5.5 Immunohistochemistry
Immunohistochemistry can aid in blast enumeration as well as additional phenotyping of populations. Immunohistochemistry for CD117 and/or mast cell tryptase is particularly important in cases of eosinophilia as a sensitive method to exclude the presence of mast cells aggregates, which may be difficult to identify on hematoxylin and eosin stain alone.27 Immunohistochemistry can also aid in excluding other diagnoses associated with eosinophilia such as classic Hodgkin lymphoma. It is important to note that a subset of SM cases will express CD30, and stain interpretation must be correlated with clinical picture and overall cell morphology.27
5.6 Cytogenetics
Screening the peripheral blood or bone marrow aspirate for FIP1L1-PDGFRA by FISH or reverse transcriptase-polymerase chain reaction (RT-PCR), as well as conventional karyotyping analysis for reciprocal translocations involving 4q12 (PDGFRA), 5q31-q33 (PDGFRB), 8p11-12 (FGFR1), or 9p24 (JAK2) is necessary in initial evaluation of primary (ie, non-reactive) eosinophilia.5 Waiting 6 months to evaluate for persistence of eosinophilia may not be appropriate as this may delay treatment, resulting in potential end-organ damage. Although in general, conventional karyotyping can identify abnormalities of PDGFRB and FGFR1, if strong clinical suspicion persists, FISH analysis may be warranted as rare cryptic abnormalities have been reported. Moreover, AML with inv(16)(p13.1q22) or t(16;16)(p13.1;q22);CBFB-MYH11 may also be cryptic, necessitating FISH analysis for diagnosis.5, 12, 16, 20, 21, 28, 29 This is especially true when harlequin cells are seen or blasts with monocytic differentiation are appreciated. Finally, identifying an absence of other clonal abnormalities is also necessary to exclude potential CEL, NOS and confirm IHE/IHES.5, 7
5.7 Molecular testing
In patients with persistent unexplained eosinophilia without proven clonality via traditional karyotyping/FISH and without elevated blast count, molecular testing for certain aberrations via next-generation sequencing may be warranted. Specifically, TET2, ASXL1, and DNMT3A aberrations may be seen in patients with CEL, NOS. However, these aberrations in isolation are not diagnostic of a hematopoietic neoplasm, and clinicopathologic correlation is needed.
6 KEY PROBLEM AREAS
- Many reactive causes of eosinophilia exist, requiring a thorough history and laboratory workup to exclude secondary causes of eosinophilia, which are much more common than primary eosinophilia.
- Cryptic cytogenetic abnormalities including, but not limited to inv(16) and CHIC2 deletions, that cannot be identified through conventional karyotyping require FISH or RT-PCR analysis. A pathologist must be familiar with these cryptic aberrations and when to appropriately order FISH analysis.
- Lack of consensus criteria for the diagnosis of L-HES may result in diagnostic confusion and clinician uncertainty. Moreover, close follow-up of these patients is needed as they may develop overt lymphoma during follow-up necessitating more aggressive therapy.

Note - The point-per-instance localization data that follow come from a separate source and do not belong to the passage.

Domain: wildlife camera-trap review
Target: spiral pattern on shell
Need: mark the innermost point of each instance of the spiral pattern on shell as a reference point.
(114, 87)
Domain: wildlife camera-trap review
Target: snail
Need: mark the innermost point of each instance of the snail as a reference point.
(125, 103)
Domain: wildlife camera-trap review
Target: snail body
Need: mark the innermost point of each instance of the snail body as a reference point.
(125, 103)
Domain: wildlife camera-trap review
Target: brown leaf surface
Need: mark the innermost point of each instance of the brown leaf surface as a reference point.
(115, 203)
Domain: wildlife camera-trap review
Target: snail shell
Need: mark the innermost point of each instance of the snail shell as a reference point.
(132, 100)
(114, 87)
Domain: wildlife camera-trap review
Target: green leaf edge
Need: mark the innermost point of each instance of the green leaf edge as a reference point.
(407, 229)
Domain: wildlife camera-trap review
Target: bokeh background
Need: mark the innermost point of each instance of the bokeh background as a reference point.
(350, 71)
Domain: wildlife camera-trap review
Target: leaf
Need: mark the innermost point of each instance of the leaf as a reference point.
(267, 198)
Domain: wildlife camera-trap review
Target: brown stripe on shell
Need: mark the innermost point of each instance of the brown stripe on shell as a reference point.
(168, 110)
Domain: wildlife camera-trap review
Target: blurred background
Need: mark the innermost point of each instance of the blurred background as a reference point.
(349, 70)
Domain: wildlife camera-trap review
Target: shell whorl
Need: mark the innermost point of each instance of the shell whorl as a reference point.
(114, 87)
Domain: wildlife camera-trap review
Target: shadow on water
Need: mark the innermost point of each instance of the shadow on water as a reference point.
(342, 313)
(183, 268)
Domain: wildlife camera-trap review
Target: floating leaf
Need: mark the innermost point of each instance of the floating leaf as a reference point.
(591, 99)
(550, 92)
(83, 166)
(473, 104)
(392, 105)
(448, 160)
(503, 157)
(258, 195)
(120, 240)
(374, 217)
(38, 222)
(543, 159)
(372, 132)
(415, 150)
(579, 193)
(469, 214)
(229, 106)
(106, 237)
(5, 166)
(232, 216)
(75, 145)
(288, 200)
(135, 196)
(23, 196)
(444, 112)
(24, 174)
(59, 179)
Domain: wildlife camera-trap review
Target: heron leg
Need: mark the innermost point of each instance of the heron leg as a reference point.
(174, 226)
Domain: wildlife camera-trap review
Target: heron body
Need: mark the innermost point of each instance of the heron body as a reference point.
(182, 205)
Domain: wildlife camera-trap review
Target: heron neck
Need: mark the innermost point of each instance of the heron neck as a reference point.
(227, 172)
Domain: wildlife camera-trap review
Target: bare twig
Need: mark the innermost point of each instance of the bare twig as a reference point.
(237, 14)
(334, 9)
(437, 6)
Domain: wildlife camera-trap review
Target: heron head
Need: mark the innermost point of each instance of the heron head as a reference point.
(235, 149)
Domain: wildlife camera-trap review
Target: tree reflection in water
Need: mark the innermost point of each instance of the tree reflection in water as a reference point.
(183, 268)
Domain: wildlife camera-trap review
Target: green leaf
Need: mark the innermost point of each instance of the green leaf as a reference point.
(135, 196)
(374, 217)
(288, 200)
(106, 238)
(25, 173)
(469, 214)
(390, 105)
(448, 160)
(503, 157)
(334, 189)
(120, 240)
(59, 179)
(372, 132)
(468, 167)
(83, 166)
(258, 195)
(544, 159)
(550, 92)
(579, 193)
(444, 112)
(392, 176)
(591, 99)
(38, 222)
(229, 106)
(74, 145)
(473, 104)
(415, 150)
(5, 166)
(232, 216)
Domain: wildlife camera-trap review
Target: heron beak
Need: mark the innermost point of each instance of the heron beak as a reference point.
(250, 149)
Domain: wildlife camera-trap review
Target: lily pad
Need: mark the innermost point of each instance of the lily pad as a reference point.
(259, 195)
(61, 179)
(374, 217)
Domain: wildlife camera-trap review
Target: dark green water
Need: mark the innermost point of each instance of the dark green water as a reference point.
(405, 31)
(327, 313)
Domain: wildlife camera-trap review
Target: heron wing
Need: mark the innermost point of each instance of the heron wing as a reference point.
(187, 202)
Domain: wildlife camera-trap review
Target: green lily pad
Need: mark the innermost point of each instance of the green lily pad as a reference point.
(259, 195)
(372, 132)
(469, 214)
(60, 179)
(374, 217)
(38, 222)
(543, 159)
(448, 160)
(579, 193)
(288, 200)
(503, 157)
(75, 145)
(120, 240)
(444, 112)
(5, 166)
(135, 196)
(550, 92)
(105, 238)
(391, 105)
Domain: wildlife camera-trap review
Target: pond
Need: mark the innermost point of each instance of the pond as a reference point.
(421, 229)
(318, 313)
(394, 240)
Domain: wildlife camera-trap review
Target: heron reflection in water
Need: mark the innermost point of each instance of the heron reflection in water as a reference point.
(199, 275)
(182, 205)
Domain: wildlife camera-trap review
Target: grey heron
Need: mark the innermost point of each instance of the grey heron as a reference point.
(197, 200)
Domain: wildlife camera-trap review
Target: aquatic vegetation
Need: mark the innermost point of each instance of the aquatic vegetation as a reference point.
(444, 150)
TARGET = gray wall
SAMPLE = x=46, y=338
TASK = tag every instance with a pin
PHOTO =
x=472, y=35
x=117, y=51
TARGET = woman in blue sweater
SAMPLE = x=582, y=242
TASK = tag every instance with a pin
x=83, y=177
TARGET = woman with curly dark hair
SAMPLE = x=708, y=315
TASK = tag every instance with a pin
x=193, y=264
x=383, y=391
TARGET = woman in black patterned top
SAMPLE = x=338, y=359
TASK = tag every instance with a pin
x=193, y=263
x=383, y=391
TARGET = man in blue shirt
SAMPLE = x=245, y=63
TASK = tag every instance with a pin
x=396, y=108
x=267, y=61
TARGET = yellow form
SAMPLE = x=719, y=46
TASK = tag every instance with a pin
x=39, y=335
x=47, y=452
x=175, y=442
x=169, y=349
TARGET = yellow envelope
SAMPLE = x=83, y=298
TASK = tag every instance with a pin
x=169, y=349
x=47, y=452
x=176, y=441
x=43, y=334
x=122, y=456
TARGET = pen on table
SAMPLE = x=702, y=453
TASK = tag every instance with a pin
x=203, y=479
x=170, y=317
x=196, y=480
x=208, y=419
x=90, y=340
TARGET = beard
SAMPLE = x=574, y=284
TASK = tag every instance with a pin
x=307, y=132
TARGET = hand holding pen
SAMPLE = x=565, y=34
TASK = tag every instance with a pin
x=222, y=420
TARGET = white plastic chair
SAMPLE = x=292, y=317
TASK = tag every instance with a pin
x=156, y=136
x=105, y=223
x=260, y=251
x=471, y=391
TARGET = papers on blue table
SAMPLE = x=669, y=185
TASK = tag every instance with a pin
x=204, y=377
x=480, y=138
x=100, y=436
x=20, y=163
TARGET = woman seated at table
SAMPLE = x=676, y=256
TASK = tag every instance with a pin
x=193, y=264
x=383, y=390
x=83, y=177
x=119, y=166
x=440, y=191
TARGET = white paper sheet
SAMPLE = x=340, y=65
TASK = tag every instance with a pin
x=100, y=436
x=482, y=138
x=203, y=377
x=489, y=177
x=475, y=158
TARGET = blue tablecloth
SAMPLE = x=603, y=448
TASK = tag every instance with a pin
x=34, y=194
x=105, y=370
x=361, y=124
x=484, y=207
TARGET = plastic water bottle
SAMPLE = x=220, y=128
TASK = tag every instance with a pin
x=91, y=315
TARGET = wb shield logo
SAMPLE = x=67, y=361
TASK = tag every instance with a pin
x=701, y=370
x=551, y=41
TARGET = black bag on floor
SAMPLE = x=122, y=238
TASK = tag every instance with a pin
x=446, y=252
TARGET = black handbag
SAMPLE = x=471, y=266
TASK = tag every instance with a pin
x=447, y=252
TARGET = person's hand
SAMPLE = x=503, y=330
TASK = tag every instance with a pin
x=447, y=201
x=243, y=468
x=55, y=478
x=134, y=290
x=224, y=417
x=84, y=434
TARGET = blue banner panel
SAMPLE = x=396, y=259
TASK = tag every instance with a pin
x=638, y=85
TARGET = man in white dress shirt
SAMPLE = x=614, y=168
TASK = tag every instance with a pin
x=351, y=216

- Clonal molecular genetic abnormalities (ie, TET2, ASXL1, and DNMT3A) seen in CEL, NOS can also be seen in a minority of elderly people in the absence of a hematologic malignancy and must be evaluated in the clinical context.
7 SUMMARY
In general, eosinophilia typically proves to be reactive. A thorough step-wise evaluation is required to exclude neoplastic processes. This requires correlation with the clinical history, physical exam, laboratory data, cellular morphology, as well as ancillary testing. Integration of all available information is required to provide an accurate diagnosis in the setting of eosinophilia.